Нет так нет! Чебуреки сгреб со стола калоши, завернул в мятую газету и, не попрощавшись, побрел из кабинета заведующего отделом самых новых калош. Казалось, он сгорбился и прихрамывал сильнее, чем обычно.

Он спустился по лестнице на первый этаж. Полутемный коридор фабрики был пуст. За стеной гудели на разные голоса машины. Они варили, били, раскатывали, резали резину, чтобы сделать из нее обыкновенные калоши.
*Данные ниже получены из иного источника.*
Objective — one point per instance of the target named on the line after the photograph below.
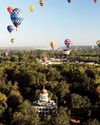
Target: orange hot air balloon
(10, 9)
(53, 45)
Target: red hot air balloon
(10, 9)
(68, 42)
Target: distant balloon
(10, 28)
(69, 1)
(53, 45)
(12, 40)
(94, 1)
(68, 42)
(10, 9)
(44, 58)
(16, 17)
(42, 2)
(32, 8)
(98, 43)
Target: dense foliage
(73, 85)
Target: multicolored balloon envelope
(12, 40)
(10, 28)
(53, 45)
(16, 17)
(68, 42)
(42, 2)
(10, 9)
(94, 1)
(69, 1)
(98, 43)
(32, 8)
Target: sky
(56, 21)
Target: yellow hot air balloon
(42, 2)
(52, 44)
(32, 8)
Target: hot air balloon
(10, 28)
(12, 40)
(68, 42)
(16, 17)
(69, 1)
(44, 58)
(94, 1)
(53, 45)
(98, 43)
(32, 8)
(10, 9)
(42, 2)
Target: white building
(44, 105)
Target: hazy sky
(56, 20)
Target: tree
(61, 118)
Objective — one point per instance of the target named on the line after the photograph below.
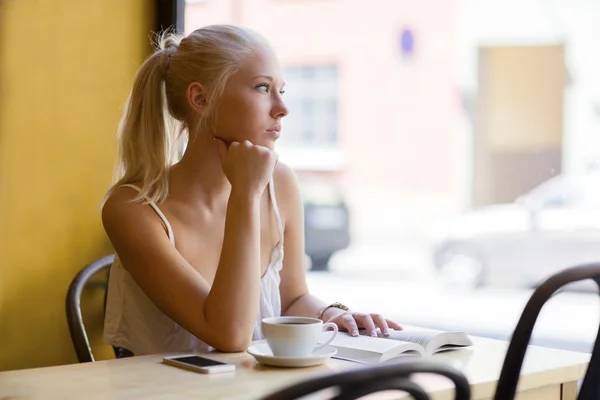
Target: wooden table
(547, 374)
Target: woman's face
(251, 107)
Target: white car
(553, 227)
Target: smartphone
(193, 362)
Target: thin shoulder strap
(160, 213)
(276, 211)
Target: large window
(464, 139)
(312, 98)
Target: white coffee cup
(295, 336)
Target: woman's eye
(263, 87)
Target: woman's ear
(196, 97)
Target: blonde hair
(157, 118)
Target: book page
(432, 340)
(369, 350)
(419, 336)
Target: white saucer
(262, 353)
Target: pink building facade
(400, 152)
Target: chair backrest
(511, 369)
(73, 307)
(357, 383)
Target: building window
(312, 99)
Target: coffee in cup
(295, 336)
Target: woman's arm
(224, 316)
(295, 297)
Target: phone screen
(198, 361)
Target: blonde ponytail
(157, 117)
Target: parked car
(326, 221)
(554, 226)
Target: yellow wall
(65, 70)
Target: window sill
(313, 158)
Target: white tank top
(132, 321)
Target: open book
(416, 342)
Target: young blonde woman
(200, 238)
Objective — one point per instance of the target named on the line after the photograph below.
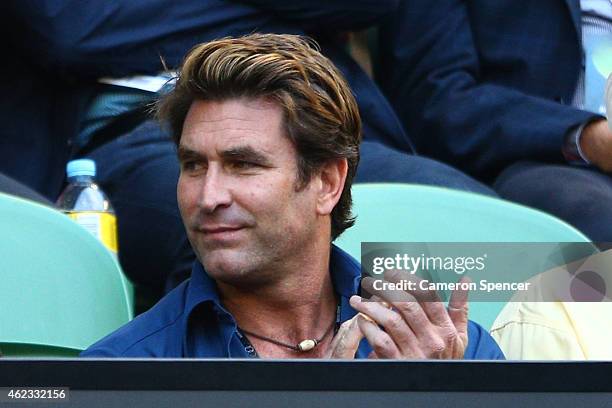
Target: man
(268, 141)
(500, 89)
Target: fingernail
(366, 317)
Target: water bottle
(84, 202)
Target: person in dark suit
(496, 88)
(60, 48)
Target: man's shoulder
(155, 333)
(481, 345)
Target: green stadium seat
(61, 289)
(416, 213)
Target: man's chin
(227, 263)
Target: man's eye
(191, 166)
(243, 165)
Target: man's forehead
(233, 124)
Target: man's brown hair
(321, 117)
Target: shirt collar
(345, 274)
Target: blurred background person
(511, 93)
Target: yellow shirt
(555, 331)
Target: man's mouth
(220, 229)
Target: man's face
(237, 190)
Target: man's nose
(215, 192)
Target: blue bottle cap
(81, 167)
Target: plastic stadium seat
(415, 213)
(60, 290)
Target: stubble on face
(245, 177)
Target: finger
(392, 322)
(431, 305)
(346, 342)
(458, 310)
(415, 317)
(380, 341)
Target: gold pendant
(307, 345)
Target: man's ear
(332, 177)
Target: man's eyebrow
(245, 153)
(187, 153)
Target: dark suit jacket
(484, 83)
(54, 51)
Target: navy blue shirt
(191, 322)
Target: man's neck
(300, 306)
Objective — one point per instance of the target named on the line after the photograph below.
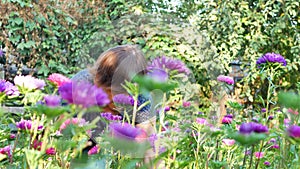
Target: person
(112, 68)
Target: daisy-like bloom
(228, 142)
(51, 151)
(267, 163)
(74, 121)
(247, 128)
(226, 79)
(52, 100)
(259, 154)
(201, 121)
(58, 79)
(29, 82)
(227, 119)
(123, 99)
(24, 124)
(294, 131)
(168, 64)
(6, 150)
(124, 131)
(159, 75)
(84, 94)
(9, 88)
(94, 150)
(271, 57)
(111, 117)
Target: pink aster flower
(259, 154)
(74, 121)
(58, 79)
(51, 151)
(225, 79)
(228, 142)
(94, 150)
(29, 82)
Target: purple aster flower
(228, 142)
(159, 75)
(267, 163)
(201, 121)
(294, 131)
(226, 79)
(9, 88)
(52, 100)
(227, 119)
(259, 128)
(111, 117)
(1, 53)
(24, 124)
(93, 150)
(125, 130)
(167, 63)
(83, 93)
(271, 57)
(29, 82)
(123, 99)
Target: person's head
(118, 64)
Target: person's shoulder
(83, 75)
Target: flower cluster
(29, 82)
(226, 79)
(52, 100)
(124, 131)
(168, 64)
(111, 117)
(83, 93)
(9, 88)
(58, 79)
(247, 128)
(271, 57)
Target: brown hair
(116, 65)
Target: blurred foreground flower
(271, 57)
(9, 88)
(226, 79)
(28, 82)
(124, 131)
(58, 79)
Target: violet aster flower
(125, 130)
(93, 150)
(50, 151)
(123, 99)
(58, 79)
(6, 150)
(259, 154)
(271, 57)
(9, 88)
(167, 63)
(111, 117)
(228, 142)
(159, 75)
(227, 119)
(247, 128)
(226, 79)
(201, 121)
(83, 93)
(1, 53)
(294, 131)
(52, 100)
(24, 124)
(267, 163)
(29, 82)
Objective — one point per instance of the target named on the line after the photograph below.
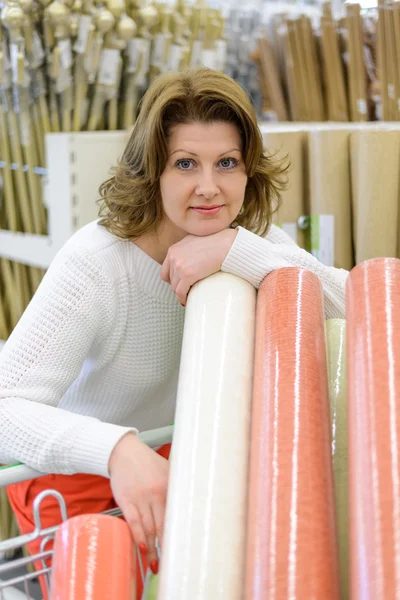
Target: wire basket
(8, 576)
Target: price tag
(221, 54)
(174, 58)
(108, 70)
(209, 59)
(142, 76)
(158, 50)
(362, 106)
(134, 51)
(25, 130)
(6, 58)
(322, 238)
(14, 61)
(196, 53)
(83, 34)
(65, 53)
(291, 230)
(37, 49)
(63, 81)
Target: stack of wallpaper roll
(335, 69)
(76, 66)
(259, 505)
(345, 180)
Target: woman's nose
(207, 185)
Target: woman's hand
(139, 479)
(195, 258)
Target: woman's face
(204, 181)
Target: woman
(95, 357)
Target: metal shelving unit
(77, 163)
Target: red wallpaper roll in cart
(93, 560)
(291, 545)
(373, 359)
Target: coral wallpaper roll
(375, 160)
(290, 144)
(373, 351)
(93, 560)
(291, 537)
(204, 540)
(330, 187)
(337, 380)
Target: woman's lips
(207, 211)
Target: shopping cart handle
(19, 472)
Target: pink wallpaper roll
(291, 543)
(93, 560)
(373, 351)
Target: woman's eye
(185, 164)
(228, 163)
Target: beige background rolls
(375, 158)
(337, 382)
(293, 144)
(330, 186)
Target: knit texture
(96, 353)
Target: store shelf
(35, 250)
(77, 163)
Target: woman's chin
(209, 228)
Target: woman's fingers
(132, 517)
(159, 516)
(150, 531)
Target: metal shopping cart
(15, 572)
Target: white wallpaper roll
(204, 540)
Чебуреки подошел к открытой двери и увидел длинную ленту конвейера.

У конвейера стоял рабочий. Он вынимал из мешка ярлыки с ценой, и приклеивал к калошам. Калоши ползли на склад, — десятки, сотни, тысячи калош… Иногда рабочий брал большую лейку. Он подливал масло, чтобы подшипники, на которых полз конвейер, не скрипели громко и не мешали думать сидящему этажом выше заведующему отделом самых новых калош.

Чебуреки, прихрамывая, прошел мимо, потом остановился и почесал бороду. Он подмигнул сам себе, вернулся, вошел в дверь и осторожно огляделся. Никого, рабочий с лейкой ушел в другой конец цеха.

Чебуреки развернул сверток и аккуратно поставил свои калоши на конвейер между другими парами. Он ласково погладил их последний раз, и они поплыли. Прощайте, друзья! Будь что будет. Чебуреки вышел, а из-за двери увидел, как рабочий вернулся на свое место, запустил руку в мешок и прилепил к его калошам ярлык с ценой.

Чебуреки сунул скомканную газету в карман, получше замотал шею шарфом и быстро пошел домой. Он решил не тратить больше времени на калоши. Пускай люди и заведующий отделом самых новых калош летают на самолетах. У Чебуреки много других забот. Давно Чебуреки собирался смастерить портфель, который сам ходит следом за хозяином, и научить резинку находить и стирать ошибки. К тому же он хотел вставить сверчка в часы, чтобы тот трещал точно через каждые четверть часа, и придумать что-то еще, гораздо более важное, чем прыгающие калоши.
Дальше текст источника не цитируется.